Na penumbra eu percebia as lagrimas que escorriam de seus olhos. Com a mão gentilmente eu limpei-as. 

- Eu preciso que você se acalme, amanhã a gente conversa sobre tudo isso quando você estiver mais calmo, ok? - eu disse. 

Ele assentiu com a cabeça e logo disse: - Vamos dormir. Amanhã a gente resolve. 

Eu abracei ele mais uma vez e o soltei em seguida, deitando em um lado da cama, ele também virou para o outro lado.  

Confesso que não dormi muito pela noite, minha cabeça estava cheia de pensamentos sobre tudo que tinha, tudo que Feco tinha dito me fez ir do céu ao inferno e do inferno ao céu em segundos. Ele disse que gostava de mim e confesso que eu me sentia muito confortável ao lado dele, mas ao mesmo tempo eu tinha acabado de conhece-lo, mal sabia quem ele era sozinho no quarto, quem ele era quando estava completamente livre para ser quem é, até porque tudo que eu conhecia dele era mentira, o Feco arruaceiro, apaixonado pela Mari, famoso e popular, filhinho de papai, hétero até então, não passava de uma faixada, apesar que ele se abriu comigo sobre não gostar de tudo isso, ele foi verdadeiro vindo aqui e confessando tudo.  Ele claramente confia em mim sem mal me conhecer, eu poderia simplesmente contar tudo que está acontecendo para todos do colégio, mas ele sabe que eu não sou assim ou acha que ninguém vai acreditar em mim. Nicole acreditaria em mim, ela não duvida do que eu falo quase nunca. 

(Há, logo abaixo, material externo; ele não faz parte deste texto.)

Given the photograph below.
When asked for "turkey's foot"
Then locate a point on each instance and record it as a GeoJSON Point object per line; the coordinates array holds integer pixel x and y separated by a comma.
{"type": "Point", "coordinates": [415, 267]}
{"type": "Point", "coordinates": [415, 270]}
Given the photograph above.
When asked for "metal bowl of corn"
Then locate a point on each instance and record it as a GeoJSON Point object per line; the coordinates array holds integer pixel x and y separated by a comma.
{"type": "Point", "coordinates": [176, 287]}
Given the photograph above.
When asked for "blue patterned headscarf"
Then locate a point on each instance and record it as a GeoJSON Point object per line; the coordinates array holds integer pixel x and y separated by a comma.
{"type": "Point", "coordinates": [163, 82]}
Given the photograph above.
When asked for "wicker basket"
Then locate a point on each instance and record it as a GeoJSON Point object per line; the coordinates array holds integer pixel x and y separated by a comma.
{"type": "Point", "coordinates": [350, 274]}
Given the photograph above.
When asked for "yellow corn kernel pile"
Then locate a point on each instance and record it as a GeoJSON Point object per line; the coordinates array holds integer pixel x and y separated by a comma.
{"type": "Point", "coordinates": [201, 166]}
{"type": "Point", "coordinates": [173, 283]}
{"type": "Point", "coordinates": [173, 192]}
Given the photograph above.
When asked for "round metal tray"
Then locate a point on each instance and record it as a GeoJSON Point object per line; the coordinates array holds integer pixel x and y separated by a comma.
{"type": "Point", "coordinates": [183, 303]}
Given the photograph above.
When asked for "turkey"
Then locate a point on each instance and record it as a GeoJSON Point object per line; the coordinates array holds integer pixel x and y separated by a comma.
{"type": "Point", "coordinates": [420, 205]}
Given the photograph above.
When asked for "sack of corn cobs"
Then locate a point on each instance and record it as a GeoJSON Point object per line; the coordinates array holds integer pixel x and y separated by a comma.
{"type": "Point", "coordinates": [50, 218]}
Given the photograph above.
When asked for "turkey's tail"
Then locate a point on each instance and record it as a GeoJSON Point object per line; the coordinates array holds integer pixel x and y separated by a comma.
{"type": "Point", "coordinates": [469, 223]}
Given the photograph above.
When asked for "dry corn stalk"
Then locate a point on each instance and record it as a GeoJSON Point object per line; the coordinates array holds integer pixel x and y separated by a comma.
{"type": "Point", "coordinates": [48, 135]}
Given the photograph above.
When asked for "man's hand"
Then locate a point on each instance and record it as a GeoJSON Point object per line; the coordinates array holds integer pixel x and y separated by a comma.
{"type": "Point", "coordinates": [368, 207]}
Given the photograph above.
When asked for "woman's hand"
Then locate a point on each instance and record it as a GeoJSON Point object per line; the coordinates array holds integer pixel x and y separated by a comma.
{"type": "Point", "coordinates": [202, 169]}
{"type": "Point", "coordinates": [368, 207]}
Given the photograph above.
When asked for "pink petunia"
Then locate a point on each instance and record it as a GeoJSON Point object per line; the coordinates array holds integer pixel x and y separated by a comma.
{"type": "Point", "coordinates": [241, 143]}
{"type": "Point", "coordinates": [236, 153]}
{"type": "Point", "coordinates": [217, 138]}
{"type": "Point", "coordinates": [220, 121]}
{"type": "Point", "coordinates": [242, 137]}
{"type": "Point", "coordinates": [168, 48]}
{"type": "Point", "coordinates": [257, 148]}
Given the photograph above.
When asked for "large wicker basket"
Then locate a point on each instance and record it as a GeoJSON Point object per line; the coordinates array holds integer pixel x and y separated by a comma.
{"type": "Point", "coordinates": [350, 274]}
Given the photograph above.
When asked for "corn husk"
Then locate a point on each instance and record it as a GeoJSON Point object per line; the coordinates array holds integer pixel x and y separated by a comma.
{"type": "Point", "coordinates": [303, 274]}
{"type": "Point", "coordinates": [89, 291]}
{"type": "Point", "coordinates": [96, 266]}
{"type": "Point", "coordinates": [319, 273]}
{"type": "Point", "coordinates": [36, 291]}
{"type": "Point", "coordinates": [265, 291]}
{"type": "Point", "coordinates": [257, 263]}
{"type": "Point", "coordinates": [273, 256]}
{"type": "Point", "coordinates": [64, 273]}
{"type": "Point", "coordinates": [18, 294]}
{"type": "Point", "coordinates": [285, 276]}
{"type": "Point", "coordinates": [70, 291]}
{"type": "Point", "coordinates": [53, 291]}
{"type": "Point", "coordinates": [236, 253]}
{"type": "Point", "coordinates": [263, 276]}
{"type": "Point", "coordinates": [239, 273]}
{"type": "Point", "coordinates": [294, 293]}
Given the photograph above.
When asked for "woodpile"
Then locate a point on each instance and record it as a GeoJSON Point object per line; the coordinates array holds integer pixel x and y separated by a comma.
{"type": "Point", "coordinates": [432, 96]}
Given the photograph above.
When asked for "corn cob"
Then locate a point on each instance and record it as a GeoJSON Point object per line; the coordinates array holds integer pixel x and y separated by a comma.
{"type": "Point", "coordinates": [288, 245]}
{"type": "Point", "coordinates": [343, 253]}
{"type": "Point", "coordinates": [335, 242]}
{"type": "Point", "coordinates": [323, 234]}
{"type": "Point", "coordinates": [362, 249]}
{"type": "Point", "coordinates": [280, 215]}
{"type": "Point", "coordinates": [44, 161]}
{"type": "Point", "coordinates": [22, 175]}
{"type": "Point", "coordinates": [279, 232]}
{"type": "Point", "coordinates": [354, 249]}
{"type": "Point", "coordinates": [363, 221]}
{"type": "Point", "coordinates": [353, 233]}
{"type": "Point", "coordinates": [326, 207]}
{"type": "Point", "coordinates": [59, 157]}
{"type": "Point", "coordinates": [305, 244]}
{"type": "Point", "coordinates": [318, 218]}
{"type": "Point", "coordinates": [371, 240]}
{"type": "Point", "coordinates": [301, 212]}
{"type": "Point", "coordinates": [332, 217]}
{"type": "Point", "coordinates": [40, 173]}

Olhei ele pela penumbra novamente, o cabelo com o corte já perdido, os pelos no rosto de quem esqueceu de fazer a barba ou penugem que ele tem na cara, o queixo firme, os ombros, dormindo daquele jeito nem parece que já socou a cara da metade do colégio. Recentemente fiquei sabendo que ele e o Gusta do time de futebol tinha uma rixa de anos por causa da Mari, Gusta tem uma cicatriz acentuada em sua sobrancelha, foi feito por aquelas mãos que agora estavam se aproximando e se aconchegando em meus peitos e costelas. 

Acordei por volta das cinco com a luz do sol atravessando a janela, já Feco parecia estar dormindo pela primeira vez em duas ou três semana, seu rosto era tranquilo e gentil.

- Ei, bom dia - disse ele abrindo olhos alguns minutos depois. Me pergunto se ele achou estranho eu estar observando ele dormir - Dei uma de Percy Jackson e babei dormindo? 

Ele se afastou um pouco e corou, mas continuou olhando em meus olhos.

- Bom dia, não babou mas dormiu como um neném - respondi tirando o cabelo de sua testa. 

- Desculpa, faz um tempo que eu não durmo assim. Naquela noite da festa mesmo eu fui uma cinco vezes ver você dormindo e umas sete beber água - ele sorriu. 

Nunca tinha reparado em seu rosto tão de perto, ele tinha pequenas sardas, seu nariz era tão bonito que eu não duvidaria se meu tio tivesse feito ele, seus cílios eram longos e ele tinha uma marquinha que aparecia quando ele sorria na parte superior da bochecha esquerda, sua boca era vermelha e seu bronzeado de verão estava sumindo aos poucos, havia chovido muito nas ultimas semanas. 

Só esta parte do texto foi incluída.